What frustrates me is not that it happened, but that there were no mechanisms to check for this failure mode at all. Nobody -- not the author, or the EDPB, or even a lowly intern somewhere, bothered to read, much less sense-check this piece. There are other errors in this document (misquoting the ICO, and referring to the "AI ACT" as a draft law) that made it through to publication, but this certainly isn't the first EDPB publication I've seen with glaring typographical and factual errors. It probably won't be the last.
This is doubly insulting when we're talking about content that is directly promoted by one of the central regulatory authorities in this space. I get that the EDPB leads with this disclaimer on p2 of every SPE publication:
The views expressed in the deliverables are those of their authors and they do not necessarily reflect the official position of the EDPB. The EDPB does not guarantee the accuracy of the information included in the deliverables. Neither the EDPB nor any person acting on the EDPB’s behalf may be held responsible for any use that may be made of the information contained in the deliverables.
... but that doesn't change the fact that people (members of the public, and even professionals), are likely to interpret this publication as guidance from the EDPB. After all, the EDPB chose the author through their own opaque selection process. They paid her for her time and work product. They published and promoted it widely. It's hard not to assume that this document doesn't bear at least some sliver of tacit support from the regulatory body who commissioned it.

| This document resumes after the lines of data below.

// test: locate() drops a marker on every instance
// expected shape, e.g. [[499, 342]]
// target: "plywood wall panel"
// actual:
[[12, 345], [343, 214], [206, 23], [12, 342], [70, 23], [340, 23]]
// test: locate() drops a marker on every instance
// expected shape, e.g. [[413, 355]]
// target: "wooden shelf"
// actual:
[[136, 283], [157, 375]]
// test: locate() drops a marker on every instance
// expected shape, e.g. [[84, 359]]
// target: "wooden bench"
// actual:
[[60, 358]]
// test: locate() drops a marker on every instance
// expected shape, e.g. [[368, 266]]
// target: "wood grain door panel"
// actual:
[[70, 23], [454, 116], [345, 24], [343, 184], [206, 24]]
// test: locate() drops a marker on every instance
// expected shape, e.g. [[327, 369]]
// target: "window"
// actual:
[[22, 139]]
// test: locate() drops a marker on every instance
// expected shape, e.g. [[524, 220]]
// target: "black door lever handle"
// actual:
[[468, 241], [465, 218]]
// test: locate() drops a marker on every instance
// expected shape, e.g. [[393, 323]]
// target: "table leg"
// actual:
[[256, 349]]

I'm also angry because if I hadn't discovered it and checked the links and notified the author/EDPB, and importantly, if Peter hadn't blown the whistle publicly, I'm not so sure this would have seen the light of day, much less be corrected. This is the type of sloppiness and lack of oversight has led to a publication crisis throughout the hard and social sciences -- It's why the famed Retraction Watch has an ever-growing collection of papers and peer-reviewed articles written in whole or in part by ChatGPT.
Still, it feels worse because we're talking about publications that are explicitly focused on building transparency, setting standards, and providing guidance on the appropriate uses of AI. Using AI to turn out AI botshit, or factually-inaccurate citations feels worse because the content is about how we should adopt ethics and transparency around the use of AI. Now, I don't expect infallibility from anyone, including the regulatory bodies, but is it so much to ask to have someone at least make sure that the citations are real?
Sadly, this article isn't the only one where I realized that 'ChatGPT-assisted' content was being turned out by members of our industry who really should know better. It's not even the first article I discovered last week. I recently read an entire book on AI and data protection, written by an esteemed practitioner in this space, which bore the tell-tale signs of being at least partially written by a LLM.
Do we as an industry really need our own version of Retraction Watch?
While I don't think this is part of some grand intentional conspiracy, it still sucks that it happened. Yes, we all fuck up. Errors happen, and this isn't Pokemon -- we can't catch them all. But we should learn from this and endeavor to improve going forward. Otherwise, all this AI compliance, all this regulatory oversight, and everything else feels like a bunch of pointless theatre, as far as I'm concerned.
Update: The citations, according to the EDPB, have been corrected. All but one appear to actually correspond to the correct results. That weird Spanish law from 1997 has been removed.
* Putting aside that the DPO training document is only available in Croatian.
** I am intentionally not including her name here because she doesn't deserve to get dogpiled. The point of this piece isn't to drive a witch-hunt, but to drive conversation and build improvements on the systems we engage with. Please don't make me regret posting this.